L’autre jour, j’étais avec le Révérend Père Abbé. Je suis allé lui demander de me concéder une pénitence pour ce saint temps du Carême, chose qu’il me refusa, et à la place, il me dit que le jour de Pâques, il me donnerait la coule monacale et le scapulaire noir. Quelle joie j’éprouvai, Bon Jésus ! J’aurais embrassé le Révérend Père Abbé. Il est trop bon avec moi.
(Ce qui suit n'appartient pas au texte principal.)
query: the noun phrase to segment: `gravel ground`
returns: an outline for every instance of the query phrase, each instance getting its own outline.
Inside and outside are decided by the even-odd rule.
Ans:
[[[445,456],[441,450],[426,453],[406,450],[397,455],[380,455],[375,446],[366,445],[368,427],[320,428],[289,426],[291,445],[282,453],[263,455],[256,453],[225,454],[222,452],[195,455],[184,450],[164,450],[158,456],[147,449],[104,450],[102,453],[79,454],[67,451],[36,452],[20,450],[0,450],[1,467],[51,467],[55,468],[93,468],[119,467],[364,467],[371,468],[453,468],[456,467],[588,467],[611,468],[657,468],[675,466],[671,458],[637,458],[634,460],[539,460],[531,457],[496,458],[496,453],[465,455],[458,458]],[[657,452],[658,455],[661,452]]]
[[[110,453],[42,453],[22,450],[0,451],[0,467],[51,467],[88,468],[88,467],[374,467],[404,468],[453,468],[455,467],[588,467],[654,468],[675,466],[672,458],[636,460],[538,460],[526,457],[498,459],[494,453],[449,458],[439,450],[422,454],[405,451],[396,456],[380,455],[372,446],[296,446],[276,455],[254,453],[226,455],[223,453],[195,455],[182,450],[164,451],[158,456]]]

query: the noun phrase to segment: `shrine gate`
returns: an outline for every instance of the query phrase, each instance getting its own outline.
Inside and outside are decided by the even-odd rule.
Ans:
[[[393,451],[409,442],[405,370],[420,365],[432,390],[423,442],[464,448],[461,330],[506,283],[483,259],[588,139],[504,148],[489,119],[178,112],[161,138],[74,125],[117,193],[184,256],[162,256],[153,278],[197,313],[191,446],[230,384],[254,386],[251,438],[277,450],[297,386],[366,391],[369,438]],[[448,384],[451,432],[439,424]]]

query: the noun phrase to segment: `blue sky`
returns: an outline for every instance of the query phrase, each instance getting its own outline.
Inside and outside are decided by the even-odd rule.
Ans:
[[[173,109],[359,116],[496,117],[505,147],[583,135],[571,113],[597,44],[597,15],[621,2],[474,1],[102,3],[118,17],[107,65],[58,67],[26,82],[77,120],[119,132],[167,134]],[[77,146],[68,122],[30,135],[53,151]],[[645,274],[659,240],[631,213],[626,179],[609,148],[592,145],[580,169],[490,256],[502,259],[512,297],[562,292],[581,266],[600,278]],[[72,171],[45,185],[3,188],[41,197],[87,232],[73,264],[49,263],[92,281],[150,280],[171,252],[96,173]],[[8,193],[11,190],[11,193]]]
Quel désir j’avais depuis déjà un certain temps de pouvoir revêtir la coule. Quel grand bonheur me donna la pensée de ce que, à brève échéance, je ne me distinguerais en rien d’un vrai religieux. Mais après avoir été rendre grâce au Seigneur pour cette grâce, je vis clairement qu’en moi, c’est vanité. J’ai vu que c’est un honneur que me fait la communauté, et cela me désole plus qu’autre chose. Ah ! S’il m’avait donné l’habit de convers, comme je le lui ai suggéré, ç’aurait été autre chose. Mais ça m’est égal : en marron ou en blanc, avec ou sans coule, je suis le même devant Dieu. Tout ce qui est extérieur m’est indifférent. Je veux seulement aimer Dieu, et je le fais à l’intérieur et sans que les hommes s’en aperçoivent. Cela m’est égal, Seigneur, de connaître l’honneur ou le mépris. La joie vaine et un peu infantile de revêtir la coule s’est déjà calmée. J’aimerais, Seigneur, que rien au monde ne me trouble, ni aucune des créatures ne m’enlève la paix et la tranquillité de n’aimer que ta volonté. Et je vois ainsi, Seigneur, que tout est vanité. Tu n’es ni dans l’habit, ni dans la couronne. Alors ? Tu n’es, Seigneur, que dans le cœur détaché de tout.
Bon Jésus, mon divin Bien-aimé, Tu as tes délices. Ah ! Seigneur, que vais-je dire ? Tu as tes délices dans le cœur de l’homme. Je T’offre le mien. Laisse-moi faire ma cellule dans le tien. Laisse-moi faire ma couche auprès de toi. Laisse-moi vivre seul et nu de tout auprès de ton Cœur Divin, et me moquer des habits, des couronnes, et… des barbes de tous les convers du monde. Je serai toujours le même pour Toi, n’est-ce pas, Jésus ?
Comme le monde est ignorant et puéril ! Quelle joie nous procure un chiffon et quelle tristesse un nuage ! Avec quelle facilité nous considérons-nous heureux d’une puérilité, et sommes-nous abattus et désespérés avec une autre ! Comme nous sommes peu de chose…, comme nous vivons sur le plan extérieur, sans penser que tout n’est rien, excepté de T’aimer et de Te servir, Toi, mon Jésus ! Guenon de soie vêtue… guenon demeure !
J’aimerais, Seigneur, passer ce Carême à mourir peu à peu de tout ce qui me manque encore, pour ne vivre que pour Toi. Pour qu’un jour, Tu me laisses, Seigneur, pénétrer par la plaie de ton côté, et m’y faire une cellule auprès de ton Divin Cœur. Me le permettras-tu ? Je le demande avec ferveur à la Très Sainte Vierge Marie.
Un jour où la petite croix que Jésus m’envoyait me semblait bien grande, un jour où, en pensant à ce qui me reste de vie, cette vie de trappiste, enfermé ici pour toujours, cela me paraissait bien long, un jour où je souffrais parce que mon chemin me paraissait long et pénible, j’ai lu des mots qui me disaient : « Rien de ce qui a une fin n’est grand ».
Saint Raphaël Arnaiz Baron – Le dernier cahier – 8 mars 1938 (extraits)
Cistercien, au monastère de Saint-Isidore de Dueñas, en Espagne. Béatifié le 27 septembre 1992 par Jean-Paul II – Canonisé le 11 octobre 2009 à Rome par Benoît XVI.